Measurements in early studies suggested that water flows almost without friction through the nanotubes. In 2016, however, an experimental study in Nature co-authored by Lydéric Bocquet found that the amount of friction depends on nanotube radius. Confusingly, the friction effect went up for larger nanotubes. That didn’t make sense, since the larger tubes should be just as smooth as the smaller ones. Those oddities led to debate within the field and became key knowledge gaps in the study of nanoscale flows.
Because existing theories of fluid dynamics failed, Kavokine and his colleagues delved deeper into the properties of the graphene walls. Such an approach is unusual for studying fluids, Kavokine says. “In hydrodynamics, the wall is just a wall, and you don’t care what the wall is made of.
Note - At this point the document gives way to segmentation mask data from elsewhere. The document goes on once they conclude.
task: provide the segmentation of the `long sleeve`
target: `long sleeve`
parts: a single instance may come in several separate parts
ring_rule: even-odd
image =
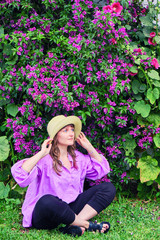
[[[101,155],[101,162],[79,151],[76,151],[76,156],[81,169],[81,179],[97,180],[110,172],[109,163],[103,155]]]
[[[96,180],[109,172],[109,164],[102,156],[102,162],[90,158],[79,151],[76,153],[77,167],[73,166],[73,158],[68,155],[71,168],[62,166],[61,175],[53,169],[53,159],[48,154],[35,165],[30,173],[22,168],[27,159],[21,160],[11,168],[12,175],[21,187],[26,187],[27,192],[22,206],[23,226],[32,226],[32,213],[37,201],[46,194],[56,196],[66,203],[75,201],[83,192],[84,180]]]
[[[12,176],[20,187],[27,187],[40,174],[40,169],[37,165],[32,169],[30,173],[26,172],[22,168],[22,164],[26,160],[27,159],[18,161],[11,168]]]
[[[104,177],[106,174],[110,172],[109,163],[106,158],[101,155],[102,162],[95,160],[88,156],[87,159],[87,170],[86,170],[86,178],[91,180],[96,180]]]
We realized that at the nanoscale, it actually becomes very important.” In particular, Kavokine realized that quantum effects at the graphene-water interface could produce friction by allowing the flowing water to dissipate energy into the flowing electrons in the graphene.
Surprisingly, the COVID-19 pandemic aided the research. “There was a steep theoretical learning curve to tackle this problem,” Kavokine says. “I had to read a lot of fundamental books and learn new things, and being in lockdown for several months really helped that.”
One crucial factor was that some of the electrons in graphene can move freely through the material. In addition, those electrons can interact with water molecules electromagnetically. That’s because each water molecule has a slightly positively charged end and a slightly negatively charged end due to the oxygen atom pulling more strongly on the electron cloud than the hydrogen atoms.
In the researchers’ explanation, electrons in the graphene wall move along with passing water molecules. But the electrons tend to slightly lag behind, slowing the molecules. This effect is known as electronic or quantum friction and has only previously been considered as a factor in interactions between two solids or a single particle and a solid.
The situation is more complex, however, when it involves a liquid, where many molecules interact all together. The electrons and water molecules jiggle due to their heat energy. If they happen to jiggle at the same frequency, an effect called a resonance occurs that increases the quantum friction force. This resonance effect is largest for nanotubes with well-aligned layers, since the motion of electrons between the layers is in sync with that of the water molecules.
This newfound interaction between liquids and solids went unnoticed until now for two main reasons, says Kavokine. Firstly, the resulting friction is so slight that it would be negligible for materials with rougher surfaces. Secondly, the effect relies on the electrons taking some time to adjust to the moving water molecules. Molecular simulations can’t detect the friction because they use the Born-Oppenheimer approximation, which assumes that electrons adapt instantly to the motion of nearby atoms.
The new study is theoretical, so the researchers say experiments are needed to confirm their proposal and explore some of its counterintuitive consequences. They also point out that there is a need for improved simulations that don’t rely on the Born-Oppenheimer approximation. “I’m hoping that this changes our way of dealing with these systems and brings new theoretical tools to other problems,” Kavokine says.